Training-free = deployment-friendly. The practical implication is significant. You don’t need to retrain CLIP or DINOv2 to fix their attention maps. You find the 10 neurons, add a zero-initialized token, and you’re done. For vision-language models like LLaVA, this means cleaner cross-modal attention and more interpretable behavior without touching the model weights.

The Connection to LLMs

The attention sink phenomenon isn’t unique to ViTs.

In language models, researchers have known for years that certain tokens — often the first token in a sequence — attract disproportionate attention across all layers. The model routes “junk” attention to these positions rather than distributing it meaninglessly. It’s a parking lot for attention that has nowhere else to go.

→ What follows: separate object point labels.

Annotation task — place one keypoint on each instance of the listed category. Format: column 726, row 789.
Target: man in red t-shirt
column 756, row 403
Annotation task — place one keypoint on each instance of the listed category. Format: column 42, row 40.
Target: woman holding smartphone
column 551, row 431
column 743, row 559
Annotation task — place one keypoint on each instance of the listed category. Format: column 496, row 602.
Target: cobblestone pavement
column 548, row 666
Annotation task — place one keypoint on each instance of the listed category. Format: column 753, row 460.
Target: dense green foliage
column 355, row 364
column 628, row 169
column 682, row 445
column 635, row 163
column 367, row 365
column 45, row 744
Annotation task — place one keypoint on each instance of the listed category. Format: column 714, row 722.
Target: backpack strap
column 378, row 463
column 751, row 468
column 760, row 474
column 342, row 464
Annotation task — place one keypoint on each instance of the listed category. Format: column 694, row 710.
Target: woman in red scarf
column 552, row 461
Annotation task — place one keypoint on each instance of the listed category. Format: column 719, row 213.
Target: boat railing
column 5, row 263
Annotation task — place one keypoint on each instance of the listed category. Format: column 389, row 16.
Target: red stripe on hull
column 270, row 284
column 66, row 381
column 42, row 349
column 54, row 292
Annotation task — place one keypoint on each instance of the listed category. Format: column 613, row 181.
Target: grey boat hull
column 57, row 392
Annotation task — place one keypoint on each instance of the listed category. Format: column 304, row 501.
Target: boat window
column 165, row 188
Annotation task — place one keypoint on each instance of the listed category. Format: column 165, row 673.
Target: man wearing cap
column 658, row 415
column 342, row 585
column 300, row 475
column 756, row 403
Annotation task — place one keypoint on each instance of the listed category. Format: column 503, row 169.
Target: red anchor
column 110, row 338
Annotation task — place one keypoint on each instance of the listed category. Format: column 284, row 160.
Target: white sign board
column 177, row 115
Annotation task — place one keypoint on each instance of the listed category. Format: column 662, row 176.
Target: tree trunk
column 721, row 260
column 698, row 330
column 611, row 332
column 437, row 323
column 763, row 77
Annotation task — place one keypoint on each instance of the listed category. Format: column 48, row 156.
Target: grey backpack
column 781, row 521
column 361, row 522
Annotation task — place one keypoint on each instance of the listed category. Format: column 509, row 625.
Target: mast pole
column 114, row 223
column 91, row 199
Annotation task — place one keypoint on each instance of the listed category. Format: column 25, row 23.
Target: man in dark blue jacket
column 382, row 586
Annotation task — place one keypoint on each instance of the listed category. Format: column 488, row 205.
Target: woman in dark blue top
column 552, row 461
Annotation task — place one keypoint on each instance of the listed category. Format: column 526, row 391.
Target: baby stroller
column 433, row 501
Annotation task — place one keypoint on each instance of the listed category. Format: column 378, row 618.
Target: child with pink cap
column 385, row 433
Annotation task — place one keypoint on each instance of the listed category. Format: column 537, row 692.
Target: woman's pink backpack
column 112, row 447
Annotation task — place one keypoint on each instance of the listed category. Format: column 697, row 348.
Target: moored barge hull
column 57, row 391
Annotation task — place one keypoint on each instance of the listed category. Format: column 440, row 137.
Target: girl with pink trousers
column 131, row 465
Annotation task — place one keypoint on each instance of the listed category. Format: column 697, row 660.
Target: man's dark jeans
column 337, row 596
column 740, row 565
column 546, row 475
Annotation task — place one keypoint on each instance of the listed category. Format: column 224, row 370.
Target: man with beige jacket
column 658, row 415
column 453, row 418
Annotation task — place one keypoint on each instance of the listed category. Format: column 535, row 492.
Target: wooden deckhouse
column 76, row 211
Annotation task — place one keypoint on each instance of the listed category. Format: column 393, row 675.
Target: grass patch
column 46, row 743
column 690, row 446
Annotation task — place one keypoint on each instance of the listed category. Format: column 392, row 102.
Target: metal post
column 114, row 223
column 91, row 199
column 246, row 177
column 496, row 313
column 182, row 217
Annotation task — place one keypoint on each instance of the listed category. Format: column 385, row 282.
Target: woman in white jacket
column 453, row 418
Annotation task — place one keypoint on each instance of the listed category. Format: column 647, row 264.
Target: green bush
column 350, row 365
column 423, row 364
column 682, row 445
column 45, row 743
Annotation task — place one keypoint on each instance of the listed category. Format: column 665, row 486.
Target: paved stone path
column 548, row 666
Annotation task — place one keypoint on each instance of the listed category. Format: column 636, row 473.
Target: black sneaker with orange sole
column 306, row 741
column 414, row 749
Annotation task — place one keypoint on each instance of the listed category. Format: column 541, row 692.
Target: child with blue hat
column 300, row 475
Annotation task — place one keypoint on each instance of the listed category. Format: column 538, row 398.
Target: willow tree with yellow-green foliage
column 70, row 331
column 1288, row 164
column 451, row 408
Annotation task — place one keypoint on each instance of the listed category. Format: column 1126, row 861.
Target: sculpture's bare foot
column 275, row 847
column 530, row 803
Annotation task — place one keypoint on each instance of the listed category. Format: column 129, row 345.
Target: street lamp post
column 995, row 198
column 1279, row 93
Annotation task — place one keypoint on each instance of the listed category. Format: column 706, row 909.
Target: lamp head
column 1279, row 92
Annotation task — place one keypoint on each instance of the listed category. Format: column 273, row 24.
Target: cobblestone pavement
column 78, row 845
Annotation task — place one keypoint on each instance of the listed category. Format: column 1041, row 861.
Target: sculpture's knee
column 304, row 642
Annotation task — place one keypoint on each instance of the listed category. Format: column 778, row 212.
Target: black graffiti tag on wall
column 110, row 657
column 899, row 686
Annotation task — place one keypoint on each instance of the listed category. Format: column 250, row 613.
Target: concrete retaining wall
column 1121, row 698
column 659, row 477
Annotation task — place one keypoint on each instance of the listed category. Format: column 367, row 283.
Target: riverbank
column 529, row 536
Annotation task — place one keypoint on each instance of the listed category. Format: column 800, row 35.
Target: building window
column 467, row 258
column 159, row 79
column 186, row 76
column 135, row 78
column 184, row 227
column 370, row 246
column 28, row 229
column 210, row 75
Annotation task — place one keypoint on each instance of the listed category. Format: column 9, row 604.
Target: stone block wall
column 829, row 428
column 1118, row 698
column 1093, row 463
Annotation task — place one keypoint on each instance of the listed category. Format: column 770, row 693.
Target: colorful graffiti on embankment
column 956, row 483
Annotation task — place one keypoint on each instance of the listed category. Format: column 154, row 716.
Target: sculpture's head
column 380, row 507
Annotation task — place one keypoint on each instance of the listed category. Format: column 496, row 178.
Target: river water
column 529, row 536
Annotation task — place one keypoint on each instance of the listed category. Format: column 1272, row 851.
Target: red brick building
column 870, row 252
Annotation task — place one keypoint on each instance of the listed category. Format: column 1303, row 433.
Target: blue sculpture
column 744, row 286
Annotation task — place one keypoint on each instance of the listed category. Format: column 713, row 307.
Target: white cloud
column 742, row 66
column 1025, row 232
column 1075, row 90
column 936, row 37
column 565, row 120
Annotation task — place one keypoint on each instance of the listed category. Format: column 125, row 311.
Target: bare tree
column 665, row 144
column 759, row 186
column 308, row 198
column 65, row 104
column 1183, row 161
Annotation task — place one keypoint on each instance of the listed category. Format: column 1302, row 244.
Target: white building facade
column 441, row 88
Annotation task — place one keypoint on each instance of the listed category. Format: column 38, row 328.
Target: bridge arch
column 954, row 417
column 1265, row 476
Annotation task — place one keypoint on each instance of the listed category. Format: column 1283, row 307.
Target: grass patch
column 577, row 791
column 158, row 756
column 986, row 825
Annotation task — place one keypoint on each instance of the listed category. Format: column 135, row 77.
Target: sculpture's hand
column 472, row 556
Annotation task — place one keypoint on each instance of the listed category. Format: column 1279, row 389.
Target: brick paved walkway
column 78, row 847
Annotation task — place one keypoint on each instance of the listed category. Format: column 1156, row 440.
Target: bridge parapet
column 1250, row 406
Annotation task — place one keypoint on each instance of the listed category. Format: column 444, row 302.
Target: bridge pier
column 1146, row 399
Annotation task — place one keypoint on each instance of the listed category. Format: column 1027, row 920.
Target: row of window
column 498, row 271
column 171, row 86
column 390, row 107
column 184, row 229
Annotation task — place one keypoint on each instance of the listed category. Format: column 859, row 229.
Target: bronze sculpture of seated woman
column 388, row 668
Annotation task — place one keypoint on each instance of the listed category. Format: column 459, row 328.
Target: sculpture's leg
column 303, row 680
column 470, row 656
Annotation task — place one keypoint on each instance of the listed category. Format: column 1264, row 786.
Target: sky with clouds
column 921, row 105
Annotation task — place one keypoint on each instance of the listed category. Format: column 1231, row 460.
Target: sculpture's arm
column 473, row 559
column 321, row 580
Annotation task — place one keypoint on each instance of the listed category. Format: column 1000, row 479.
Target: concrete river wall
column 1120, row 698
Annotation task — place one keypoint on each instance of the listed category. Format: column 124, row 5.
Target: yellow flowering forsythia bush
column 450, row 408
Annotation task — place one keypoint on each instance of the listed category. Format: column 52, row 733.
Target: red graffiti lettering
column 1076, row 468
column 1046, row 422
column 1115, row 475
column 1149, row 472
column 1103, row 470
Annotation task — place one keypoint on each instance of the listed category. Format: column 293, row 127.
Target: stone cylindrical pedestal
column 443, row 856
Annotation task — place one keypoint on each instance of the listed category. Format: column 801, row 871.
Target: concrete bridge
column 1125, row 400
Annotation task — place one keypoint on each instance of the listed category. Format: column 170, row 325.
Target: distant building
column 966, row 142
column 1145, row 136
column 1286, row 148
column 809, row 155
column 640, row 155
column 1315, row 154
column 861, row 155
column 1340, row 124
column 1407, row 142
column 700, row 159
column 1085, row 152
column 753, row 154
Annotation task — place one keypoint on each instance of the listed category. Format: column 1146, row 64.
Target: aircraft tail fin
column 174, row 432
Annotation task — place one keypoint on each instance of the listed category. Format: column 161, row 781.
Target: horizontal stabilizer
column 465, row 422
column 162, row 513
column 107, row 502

The implication from the Berkeley paper: this is a general transformer behavior, not a ViT-specific bug. Any transformer processing long sequences will tend to develop attention sinks. The question is whether those sinks land on useful or useless tokens.

Register tokens (whether in ViTs or hypothetical equivalents in LLMs) don’t eliminate the mechanism — they redirect it. Give the transformer a dedicated garbage bin and it uses it.

This has implications for how we think about attention mechanisms generally. The “soft attention” of transformers isn’t uniformly distributed across meaningful tokens. A significant fraction of attention budget is consumed by these routing mechanisms. Cleaning them up consistently improves performance on tasks requiring fine-grained attention.

The Finding That Matters

Ten neurons out of 37,000 control where the attention garbage goes.

Fix those 10 neurons at inference time and you fix the whole model’s attention maps. No retraining. No additional parameters. Just a carefully targeted intervention on a microscopic fraction of the network.

This is mechanistic interpretability paying off in a very concrete way. Not “let’s understand what the model is doing out of curiosity” — but “understanding the mechanism lets us fix it without touching the weights.”

That’s the kind of research that actually changes how models get deployed.

Day 44. Sometimes the most elegant engineering solutions are also the most revealing about how systems actually work. 10 neurons out of 37,000. The whole problem in a remarkably small package.